Снаружи Паша вдохнул полной грудью лесной воздух с запахом сырости. Жаль конечно, что близнецы не войдут в их банду. У него последние дни жутко чесался палец и это раздражало, прошлой ночью он не мог уснуть из-за этого и всерьез раздумывал над тем, чтобы выкопать свой мизинец и почесать его. Если бы взяли новичков, то они бы взяли это на себя… Паша вздохнул и прикрыл глаза. По сути ведь эти двое чужаки и чужаками помрут, а сестренку надо баловать.
– Она ведь надолго, может в картишки перекинемся пока? – Миша сидел за уличным столом и тасовал потрепанную колоду карт.
– А давай – Паша опустился на стул напротив.
***.
В маленькой каморке оказались грязный матрас, жестяное ведро и лежащая рядом с ним книга. Дима безуспешно толкнул дверь. Даша взяла книгу и прищурилась, сумев разобрать название «изумрудная книга сказок». Большая часть страниц вырвана, так что стало ясно, что книга тут в комплект к ведру. Дима сумел разобрать надписи на стенах, некоторые выцарапанные, другие написанные чем-то темным.
«Он сердится. Подарки не нравятся, а все равно приходиться платить».
«Руслан Вяточкин был тут. Расскажите моим родителям».
«Зарыли пальцы под порогом.
И лось к ним не найдет дорогу».
— Мы серьезно влипли — тихо сказал Дима. Даша кивнула. Раздались приглушенные голоса и Даша с Димой прильнули к двери, прислушиваясь к разговору. Старуха очевидно злилась, а мальчишеский голос звучал спокойно. Когда голоса затихли, Дима с Дашей переглянулись. Надо выбираться и быстро.
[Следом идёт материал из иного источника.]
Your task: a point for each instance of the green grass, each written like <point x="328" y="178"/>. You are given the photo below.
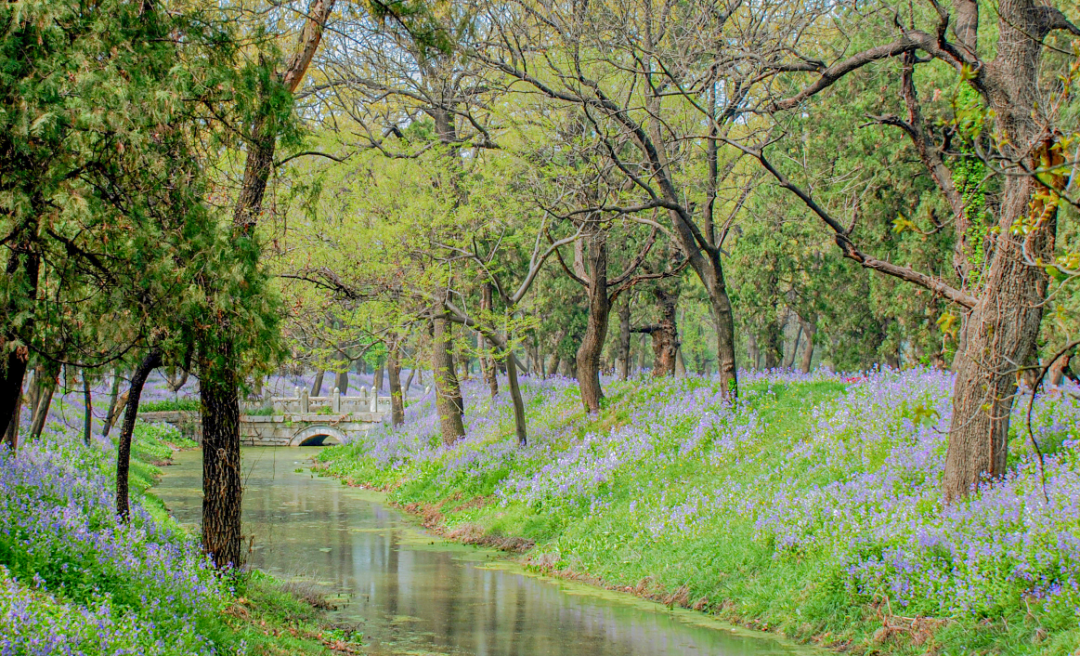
<point x="267" y="615"/>
<point x="724" y="569"/>
<point x="170" y="405"/>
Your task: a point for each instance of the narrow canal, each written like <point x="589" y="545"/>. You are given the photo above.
<point x="414" y="593"/>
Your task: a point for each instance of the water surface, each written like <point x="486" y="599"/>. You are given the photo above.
<point x="410" y="592"/>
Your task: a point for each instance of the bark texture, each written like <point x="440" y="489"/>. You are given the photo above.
<point x="223" y="491"/>
<point x="316" y="385"/>
<point x="150" y="361"/>
<point x="396" y="399"/>
<point x="447" y="392"/>
<point x="486" y="362"/>
<point x="22" y="272"/>
<point x="599" y="308"/>
<point x="1001" y="329"/>
<point x="809" y="331"/>
<point x="622" y="361"/>
<point x="88" y="409"/>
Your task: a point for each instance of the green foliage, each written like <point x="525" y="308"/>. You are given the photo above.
<point x="170" y="404"/>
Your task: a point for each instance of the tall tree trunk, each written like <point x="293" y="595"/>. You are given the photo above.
<point x="1002" y="326"/>
<point x="223" y="491"/>
<point x="447" y="391"/>
<point x="113" y="410"/>
<point x="773" y="344"/>
<point x="46" y="384"/>
<point x="1057" y="369"/>
<point x="810" y="328"/>
<point x="599" y="307"/>
<point x="377" y="380"/>
<point x="88" y="405"/>
<point x="11" y="436"/>
<point x="487" y="363"/>
<point x="22" y="278"/>
<point x="515" y="397"/>
<point x="715" y="284"/>
<point x="218" y="385"/>
<point x="664" y="334"/>
<point x="622" y="360"/>
<point x="151" y="361"/>
<point x="795" y="348"/>
<point x="316" y="385"/>
<point x="341" y="383"/>
<point x="396" y="400"/>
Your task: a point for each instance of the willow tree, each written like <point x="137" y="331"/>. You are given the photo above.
<point x="612" y="64"/>
<point x="98" y="174"/>
<point x="1018" y="124"/>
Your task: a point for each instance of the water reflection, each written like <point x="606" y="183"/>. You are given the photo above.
<point x="413" y="594"/>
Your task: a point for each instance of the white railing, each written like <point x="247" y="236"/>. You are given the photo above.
<point x="302" y="403"/>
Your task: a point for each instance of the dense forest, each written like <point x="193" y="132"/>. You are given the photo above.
<point x="635" y="229"/>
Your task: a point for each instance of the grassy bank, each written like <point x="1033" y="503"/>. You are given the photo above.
<point x="812" y="509"/>
<point x="73" y="580"/>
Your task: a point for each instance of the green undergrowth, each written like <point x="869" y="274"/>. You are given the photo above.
<point x="170" y="405"/>
<point x="266" y="616"/>
<point x="721" y="564"/>
<point x="53" y="584"/>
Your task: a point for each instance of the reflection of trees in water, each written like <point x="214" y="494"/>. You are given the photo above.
<point x="456" y="607"/>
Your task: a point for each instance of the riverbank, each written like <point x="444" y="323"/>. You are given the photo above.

Свет в каморку проникал только из зазора между дверью и полом и щелями в ее досках. Дима ощупал ее: – Дверь вроде хлипкая, попробуем выбить? – Они сбегутся на шум, оставим это на крайний случай. Видишь, в скважину не проходит свет? – Даша присела и заглянула в замочную скважину – она оставила там ключ. Книгу со сказками Даша все еще держала в руках. Она осторожно вырвала лист и замерла, прислушиваясь. Все спокойно. Даша вырвала еще два, также замирая и прислушиваясь. – Засунем листы под дверь и вытолкнем ключ. Повезло, что они такие большие – пояснила Даша просовывая листы под дверь. Дима присел и тоже заглянул в скважину: – Пальцами туда не залезть.
После быстрого обыска они нашли в углу под матрасом длинный гвоздь, должно быть именно им и выцарапали большую часть надписей. Даша потыкала гвоздем в скважину и за дверью звякнул о пол ключ. Сидевший на изготовке Дима втащил за краешек листы, его сердце замирало при мысли, что все три листа будут пусты. Первый лист пошел тяжело и втянув его, Дима увидел поверх иллюстрации с пряничным домиком темный старый ключ.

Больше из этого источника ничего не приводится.